State saving plans still 'excellent' value, say experts
Published 19/12/2012 | 05:00
STATE savings products still offer some of the best value in the market, despite a big cut this week in the interest paid on them, experts said.
And there is no tax on a number of these savings options.
Savers received a massive blow after the interest paid on the tax-free savings schemes was sharply cut.
The move comes just two weeks ahead of another hike in the savings tax, to 33pc.
Some €15bn of householder savings have been squirrelled into the state-savings schemes sold by An Post, but operated by the National Treasury Management Agency (NTMA).
From Sunday, interest rates came down by between 0.35pc and 1pc for those who now take out state-savings products.
Existing investors in savings bonds and savings certs will be unaffected by the changes.
But actuarial consultant Tony Gilhawley said the products were still good value, despite the drop in interest rates.
"The returns are still excellent, but just not as excellent as they were last week," he said.
The annualised rate for the state-savings bonds, which are a three-year investment, has come down to 2.28pc.

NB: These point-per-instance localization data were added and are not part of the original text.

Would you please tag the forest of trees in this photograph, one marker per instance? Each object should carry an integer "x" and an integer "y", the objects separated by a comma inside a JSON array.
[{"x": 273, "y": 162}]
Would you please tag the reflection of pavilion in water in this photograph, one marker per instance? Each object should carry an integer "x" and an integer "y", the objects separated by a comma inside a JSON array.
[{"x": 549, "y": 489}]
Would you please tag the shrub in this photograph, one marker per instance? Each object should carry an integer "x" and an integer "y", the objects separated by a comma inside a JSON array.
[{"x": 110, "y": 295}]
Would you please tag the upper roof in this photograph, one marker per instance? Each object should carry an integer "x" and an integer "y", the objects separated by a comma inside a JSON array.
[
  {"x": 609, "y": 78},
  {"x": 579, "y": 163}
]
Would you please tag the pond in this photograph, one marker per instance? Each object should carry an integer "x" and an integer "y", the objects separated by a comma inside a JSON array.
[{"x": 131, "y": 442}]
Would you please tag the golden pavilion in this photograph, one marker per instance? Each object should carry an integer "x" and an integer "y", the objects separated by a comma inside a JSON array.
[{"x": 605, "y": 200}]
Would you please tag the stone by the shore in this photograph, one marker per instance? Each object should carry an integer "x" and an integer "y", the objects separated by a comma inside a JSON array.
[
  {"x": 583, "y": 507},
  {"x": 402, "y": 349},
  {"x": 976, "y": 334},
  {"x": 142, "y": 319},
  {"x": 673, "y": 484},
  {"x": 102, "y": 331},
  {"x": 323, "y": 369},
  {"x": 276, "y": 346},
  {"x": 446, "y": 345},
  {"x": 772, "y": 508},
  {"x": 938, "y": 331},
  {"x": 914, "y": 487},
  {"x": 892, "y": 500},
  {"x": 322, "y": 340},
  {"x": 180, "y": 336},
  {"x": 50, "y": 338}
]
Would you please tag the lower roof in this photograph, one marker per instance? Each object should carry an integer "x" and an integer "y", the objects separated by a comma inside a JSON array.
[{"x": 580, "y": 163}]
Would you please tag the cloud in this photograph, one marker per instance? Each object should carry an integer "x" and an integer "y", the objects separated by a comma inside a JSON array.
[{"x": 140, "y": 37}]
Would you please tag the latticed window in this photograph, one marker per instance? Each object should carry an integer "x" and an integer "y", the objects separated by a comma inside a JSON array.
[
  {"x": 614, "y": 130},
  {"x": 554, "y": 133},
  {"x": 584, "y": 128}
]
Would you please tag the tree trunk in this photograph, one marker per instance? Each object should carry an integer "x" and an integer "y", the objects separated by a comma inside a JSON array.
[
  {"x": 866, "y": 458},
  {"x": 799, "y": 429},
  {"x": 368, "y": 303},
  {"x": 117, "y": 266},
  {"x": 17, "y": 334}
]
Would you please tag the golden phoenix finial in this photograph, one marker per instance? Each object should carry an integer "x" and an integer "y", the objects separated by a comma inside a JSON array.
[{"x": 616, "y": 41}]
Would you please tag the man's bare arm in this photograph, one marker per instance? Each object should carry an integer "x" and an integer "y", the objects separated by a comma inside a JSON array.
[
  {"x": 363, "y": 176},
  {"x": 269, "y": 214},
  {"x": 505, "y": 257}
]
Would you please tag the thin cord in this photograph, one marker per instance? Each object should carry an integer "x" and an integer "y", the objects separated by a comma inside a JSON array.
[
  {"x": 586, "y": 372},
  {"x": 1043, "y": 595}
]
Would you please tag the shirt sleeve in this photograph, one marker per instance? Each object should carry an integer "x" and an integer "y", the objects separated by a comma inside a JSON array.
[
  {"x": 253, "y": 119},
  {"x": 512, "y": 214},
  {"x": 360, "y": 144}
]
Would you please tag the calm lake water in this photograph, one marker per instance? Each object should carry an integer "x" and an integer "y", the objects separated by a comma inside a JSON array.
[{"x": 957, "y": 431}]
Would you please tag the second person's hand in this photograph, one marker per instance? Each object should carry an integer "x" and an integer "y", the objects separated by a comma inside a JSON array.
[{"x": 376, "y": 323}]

This works out at a total of 7pc if the money is left untouched for three years.
No DIRT (deposit interest retention tax) is due on the interest paid on the bonds.
Mr Gilhawley calculated that a saver would need to be getting an interest rate of 3.4pc a year from a bank to match this, as they would have to pay DIRT. Interest is paid on this every year.
Only those on small incomes, those who are over 65 or incapacitated can avoid DIRT.
The interest rate on five-year savings certs is now 15pc, or 2.83pc a year. Consumers need to leave the money invested for the full term to benefit from the best return. Interest applies every six months on the certs, but there is slightly higher interest paid in the later years.
A bank saver would need to get 4.22pc a year for 2013 to match the tax-free annualised return from savings certs, Mr Gilhawley said.
DIRT goes from 30pc to 33pc from the start of next month.
From January 2014, pay related social insurance (PRSI) will apply to interest paid on bank savings.
Banks had engaged in a fierce lobbying campaign to have the savings rates on state schemes cut.
They have been reducing savings rates on their own products since the summer, and the interest they pay is taxed.
A spokesman for the Irish Banking Federation said it was unfair that state-savings schemes had higher interest rates and no tax on some of the products.
There is no tax on savings bonds, savings certs and instalment savings, while the bonus on National Solidarity Bonds is also tax free.